Seguindo raciocínio de Bourdieu, o disfarce e a depreciação são efeitos da perda de autonomia ética do caboclo (camponês), para a qual contribuem decisivamente as representações que deles tem a sociedade dominante. E uma identidade dissimulada indica quão fraca é a capacidade de enfrentamento, de resistência e recusa desta população diante das questões políticas colocadas para ela. Aos poucos, vão desvanecendo suas particularidades e se tornando difícil o resgate dos direitos concernentes ao seu modo de vida.

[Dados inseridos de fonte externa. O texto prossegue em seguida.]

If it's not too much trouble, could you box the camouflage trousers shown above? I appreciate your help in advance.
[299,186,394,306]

Ao mesmo tempo em que o caboclo ainda insiste em práticas agora proibidas – seja pela sua necessidade, seja pelo fato de não as crer causadoras de degradação da natureza etc. – ele não se autoriza reivindicá-las, não só como práticas, mas como forma de apreciação do mundo. Esta é a dualidade dos critérios usados pelo caboclo para se colocar em sociedade.

Paradoxalmente, o local onde pudemos conversar mais abertamente sobre a extração de palmito foi no bairro do Despraiado – justamente este, que se encontra no interior da Estação Ecológica da Juréia. A extração de palmito é tão proibida dentro, quanto fora da Estação, mas sem dúvida lá, por ser uma unidade de conservação, a fiscalização é mais rigorosa e, sobretudo, a aversão/condenação social do uso da natureza é, simbolicamente, mais forte. Diante disto, supusemos que, no Despraiado, as omissões a respeito da realização de atividades proibidas fatalmente aconteceriam. Porém, como dissemos, foi lá onde, pela única vez, conhecemos alguém que, logo de início, se apresentou como um “palmiteiro”, sem maiores constrangimentos. Tal episódio nos levou à seguinte reflexão.

Ao contrário dos outros bairros do município, aqueles do interior da Estação Ecológica da Juréia viveram uma longa história de discussão e luta pelo resgate dos

direitos de sua população, tolhidos pela legislação ambiental. A população da Juréia teve – é claro que em diferentes medidas – mais oportunidade de debater, questionar e refletir sobre as imposições que sofriam e, assim, conscientizar-se de seus direitos e valorizar suas características próprias. Isso não se passou nos demais bairros do município, onde as restrições foram menos severas, embora, também prejudiciais.

O absurdo da situação que sofreram na época de implantação da Estação180, e o

inaceitável das condições a que estão até hoje submetidos, tornam ainda maior a legitimidade de qualquer atividade que se volte para a manutenção da família, como por exemplo, extrair palmito. É a legitimidade da sobrevivência, da justiça social, emergidas de uma situação extremada de falta de oportunidades. Mas, o que ressaltamos é o fato de ter havido mobilização e debate entre a população local, trazendo como resultado a possibilidade de renovação e sustentação da ética social nos bairros da Juréia – da qual se aproveitam mesmo aqueles que não participam e não participaram de qualquer mobilização.